After the wine is opened and we approve, we are served two trifectas of antipasti comprised of (among other things) salad, carpaccio, fried egg with picked something, and polenta squares (we think). As if this weren’t enough to appetize us, there is a basket of bread and breadsticks to keep us company. At some point in the dinner, possibly the point at which over half of the bottle of wine is gone, my hand falls haphazardly near the breadsticks and decapitates the lot of them in one fell swoop, their heads tumbling to the ground to join their long since fallen comrades: opps-my-meatball and may-I-have-another-fork-please.

The antipasti are followed by two primi, both pasta dishes. The first is a wedge-shaped tortellini stuffed with veal and herbs, accompanied by no sauce, just a little parmesan.

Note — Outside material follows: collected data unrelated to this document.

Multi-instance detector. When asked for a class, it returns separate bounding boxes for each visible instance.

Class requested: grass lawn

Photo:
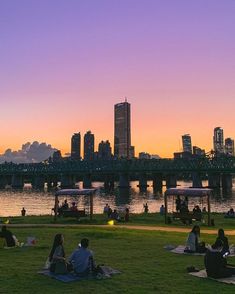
[0,227,235,293]
[4,212,235,231]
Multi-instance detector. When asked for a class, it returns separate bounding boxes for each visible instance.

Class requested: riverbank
[1,212,235,230]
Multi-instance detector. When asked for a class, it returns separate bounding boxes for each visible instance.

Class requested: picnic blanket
[38,266,121,283]
[170,245,205,256]
[168,245,235,257]
[189,269,235,285]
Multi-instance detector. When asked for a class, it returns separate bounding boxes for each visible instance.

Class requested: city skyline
[1,1,235,157]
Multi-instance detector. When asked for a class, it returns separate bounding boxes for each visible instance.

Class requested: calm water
[0,181,235,217]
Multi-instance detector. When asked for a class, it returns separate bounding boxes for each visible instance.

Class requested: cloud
[0,141,57,163]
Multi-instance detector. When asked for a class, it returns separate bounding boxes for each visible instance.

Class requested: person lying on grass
[204,239,235,278]
[68,238,95,276]
[184,225,206,253]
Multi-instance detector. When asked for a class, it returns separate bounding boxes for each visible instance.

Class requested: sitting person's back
[0,226,15,247]
[204,240,235,278]
[110,209,120,221]
[216,229,229,255]
[68,238,94,276]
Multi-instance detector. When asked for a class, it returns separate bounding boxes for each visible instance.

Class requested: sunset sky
[1,0,235,158]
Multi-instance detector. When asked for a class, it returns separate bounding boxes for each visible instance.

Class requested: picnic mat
[168,245,235,257]
[189,269,235,285]
[38,266,121,283]
[170,245,205,256]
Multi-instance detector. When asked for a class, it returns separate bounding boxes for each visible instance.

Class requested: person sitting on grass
[204,239,235,278]
[216,229,230,255]
[68,238,95,276]
[110,209,120,221]
[0,225,16,247]
[184,225,206,253]
[225,208,235,218]
[49,233,69,273]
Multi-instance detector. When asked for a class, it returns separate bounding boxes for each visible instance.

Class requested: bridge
[0,156,235,190]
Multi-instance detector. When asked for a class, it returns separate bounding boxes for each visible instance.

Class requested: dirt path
[2,223,235,235]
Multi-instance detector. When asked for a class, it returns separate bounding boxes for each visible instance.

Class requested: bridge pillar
[0,176,7,189]
[138,173,149,192]
[11,174,24,189]
[32,175,45,189]
[166,174,177,188]
[208,173,221,188]
[61,174,75,189]
[118,173,130,188]
[83,174,92,189]
[152,174,163,192]
[222,174,233,190]
[104,175,115,191]
[53,180,59,188]
[192,172,202,188]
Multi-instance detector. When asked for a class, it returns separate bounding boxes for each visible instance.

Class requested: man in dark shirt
[204,240,235,278]
[0,226,15,247]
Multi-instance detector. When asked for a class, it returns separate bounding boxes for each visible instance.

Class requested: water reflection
[0,181,235,217]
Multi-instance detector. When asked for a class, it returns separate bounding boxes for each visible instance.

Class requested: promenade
[3,223,235,235]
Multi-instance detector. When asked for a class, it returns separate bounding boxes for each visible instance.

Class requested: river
[0,180,235,217]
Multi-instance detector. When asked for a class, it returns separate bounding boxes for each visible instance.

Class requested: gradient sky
[0,0,235,157]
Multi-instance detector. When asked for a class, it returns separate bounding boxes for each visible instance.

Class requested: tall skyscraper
[71,133,81,160]
[98,140,112,160]
[114,99,132,158]
[182,134,192,153]
[84,131,95,160]
[225,137,234,156]
[213,127,224,154]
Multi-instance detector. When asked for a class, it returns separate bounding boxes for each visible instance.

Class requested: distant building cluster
[53,100,235,163]
[54,99,139,161]
[174,127,234,159]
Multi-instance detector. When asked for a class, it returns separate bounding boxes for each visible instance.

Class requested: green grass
[3,212,235,230]
[0,227,235,293]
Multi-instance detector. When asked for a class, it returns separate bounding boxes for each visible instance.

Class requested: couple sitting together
[185,226,229,255]
[185,225,235,278]
[48,234,95,276]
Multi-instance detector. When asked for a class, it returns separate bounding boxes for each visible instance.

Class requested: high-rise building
[182,134,192,153]
[98,140,112,160]
[71,133,81,160]
[84,131,95,160]
[213,127,224,154]
[225,138,234,156]
[114,99,132,158]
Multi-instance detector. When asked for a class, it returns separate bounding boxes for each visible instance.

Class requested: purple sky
[1,0,235,157]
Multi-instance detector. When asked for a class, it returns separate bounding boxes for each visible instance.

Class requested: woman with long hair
[185,225,206,253]
[49,234,66,273]
[216,229,229,255]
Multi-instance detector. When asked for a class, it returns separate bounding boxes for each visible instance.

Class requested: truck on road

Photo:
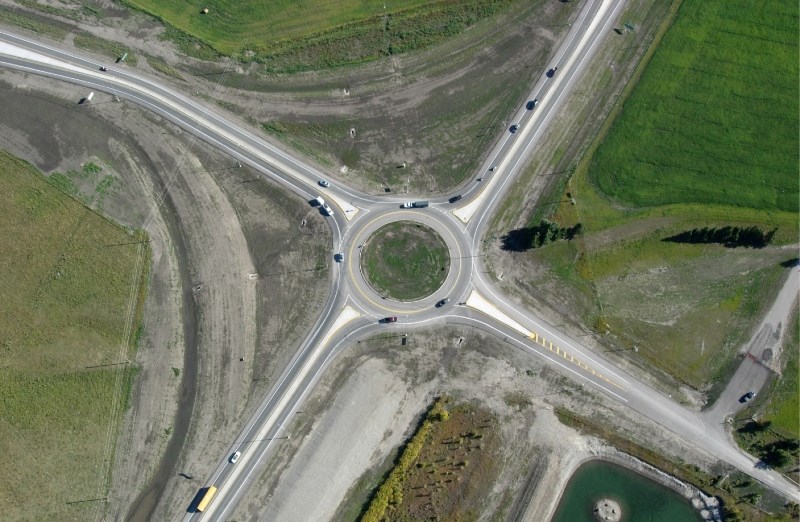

The second is a taglietelli with a bolognese sauce. Both the pastas are freshly made and excellent. Everything is served family style, where the family actually brings the casserole dish full of the pasta to your table and continues scooping until you say “when”. The two antipasti were a clue as to how things operate here, so we knew not to accept too much pasta. More was definitely coming.

The main courses (secondi) showed up “family style” again. First, a roast of sorts. Slices beef covered in a sauce accompanied by creamy polenta. The second secondi was rabbit wrapped in prosciutto (also in a sauce) with carrots on the side. We hadn’t had much vegetables at this point in the trip (or so it felt), so I asked for a couple extra spoonfuls. Honestly, both of the meats were actually a bit of a let-down, especially when compared to everything else thus far. Their texture was a bit tough and dry as though overcooked. On the other hand, both of the accompanying dishes were fantastic. The polenta was very creamy but not entirely smooth, offering a bit of texture to avoid being tactilely bland. The carrots, I felt, were the best I’d ever eaten. Despite having been cooked long enough to make them soft, they somehow have managed to retain their raw carroty flavor. I almost ask them to bring more of them, but dessert will be coming shortly and I must save what precious little room remains. Somewhere in the middle of this course, Nancy posits that perhaps we are not supposed to finish each course. I shrug off the suggestion, and I believe that it is at this point where I execute the breadsticks with ninja-like precision. I am clearly an ambassador of my country.

After clearing the table, dessert is brought out. We have the foresight to request only one dessert to share, since we are both so full already. However, they still get the better of us. I’m not exactly sure how to say “dessert sampler” in Italian, but if I had to guess, I’d say it was “dolce miste”. The dessert is actually 6 desserts in one! Comprised of pannecotta, pear cake, hazelnut torte with some sort of eggy sauce, two other bits of something and in the middle… chocolate “salumi”. In the taste test, I believe that the pear cake came out on top for me.

After paying the bill, our wine bottle is adorned with a funnel, and the wine is poured from the decanter back into the bottle. We are not given a brown paper bag for it. Cheapskates! Stuffed, we roll ourselves back to the car and follow the GPS religiously back to the castle. It seems to not favor the cross-vineyard route for the return trip.

We get back and try to catch up on our blogging, but it’s 5 days into the trip now and I’m already a third of the way through my moleskine. Catching up while not miserably stuffed and mildly intoxicated would be difficult. In my current condition, I defer to Nancy. And finish the rest of the wine. Everyone in the castle has gone to sleep, and Nancy wants some tea to help her stomach. Pressed to find hot water, I spy the espresso machine behind the bar. I turn the only knob that logically won’t produce a caffeinated beverage or steam and…. yay! I didn’t break it… and I have a glass of hot water. I’m a hero. A drunken hero.